Antennas do not broadcast their signals linearly, but within an angle that depends on the model in question. The spherical expansion of the signal waves produces amplification or interference of the effective power output at certain distances along the connection between the transmitter and receiver. The areas where the waves amplify or cancel themselves out are known as Fresnel zones.
The Fresnel zone 1 must remain free from obstruction in order to ensure that the maximum level of output from the transmitting antenna reaches the receiving antenna. Any obstructing element protruding into this zone will significantly impair the effective signal power. The object not only screens off a portion of the Fresnel zone, but the resulting reflections also lead to a significant reduction in signal reception.
The radius (R) of Fresnel zone 1 is calculated with the following formula assuming that the signal wavelength (λ) and the distance between transmitter and receiver (d) are known.
R = 0,5 * √ (λ * d)
The wavelength in the 2.4 GHz band is approx. 0.125 m, in the 5 GHz band approx. 0.05 m.
Example: With a separating distance of 4 km between the two antennae, the radius of Fresnel zone 1 in the 2.4-GHz band is 11 m, in the 5-GHz band 7 m.
To ensure that the Fresnel zone 1 remains unobstructed, the height of the antennas must exceed that of the highest obstruction by this radius.

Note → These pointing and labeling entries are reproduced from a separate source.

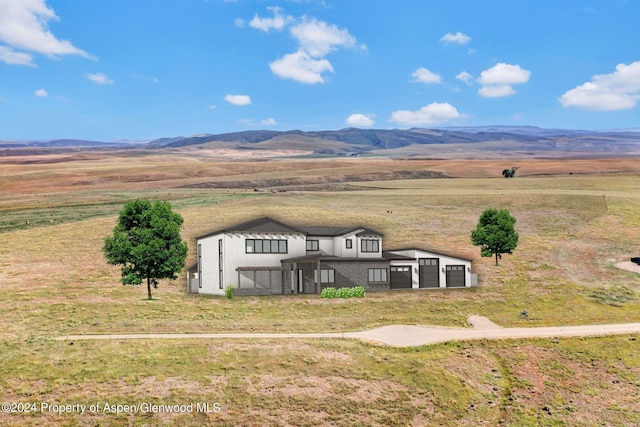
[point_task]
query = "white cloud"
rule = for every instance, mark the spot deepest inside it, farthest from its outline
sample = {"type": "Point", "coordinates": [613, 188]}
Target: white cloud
{"type": "Point", "coordinates": [317, 38]}
{"type": "Point", "coordinates": [431, 114]}
{"type": "Point", "coordinates": [301, 67]}
{"type": "Point", "coordinates": [10, 56]}
{"type": "Point", "coordinates": [504, 74]}
{"type": "Point", "coordinates": [24, 26]}
{"type": "Point", "coordinates": [465, 77]}
{"type": "Point", "coordinates": [278, 21]}
{"type": "Point", "coordinates": [360, 120]}
{"type": "Point", "coordinates": [458, 38]}
{"type": "Point", "coordinates": [100, 79]}
{"type": "Point", "coordinates": [240, 100]}
{"type": "Point", "coordinates": [496, 81]}
{"type": "Point", "coordinates": [423, 75]}
{"type": "Point", "coordinates": [496, 91]}
{"type": "Point", "coordinates": [619, 90]}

The full height of the antenna pole (M) should be as depicted:
M = R + 1m + H + E (earth's curvature)
The allowance for the curvature of the earth (E) can be calculated at a distance (d) as E = d² * 0.0147 – i.e. at a distance of 8 km this is almost 1 m.
Example: With a distance of 8 km between the antennae, the result in the 2.4-GHz band is a pole height above the level of the highest obstruction of approx. 13 m, in the 5-GHz band 9 m.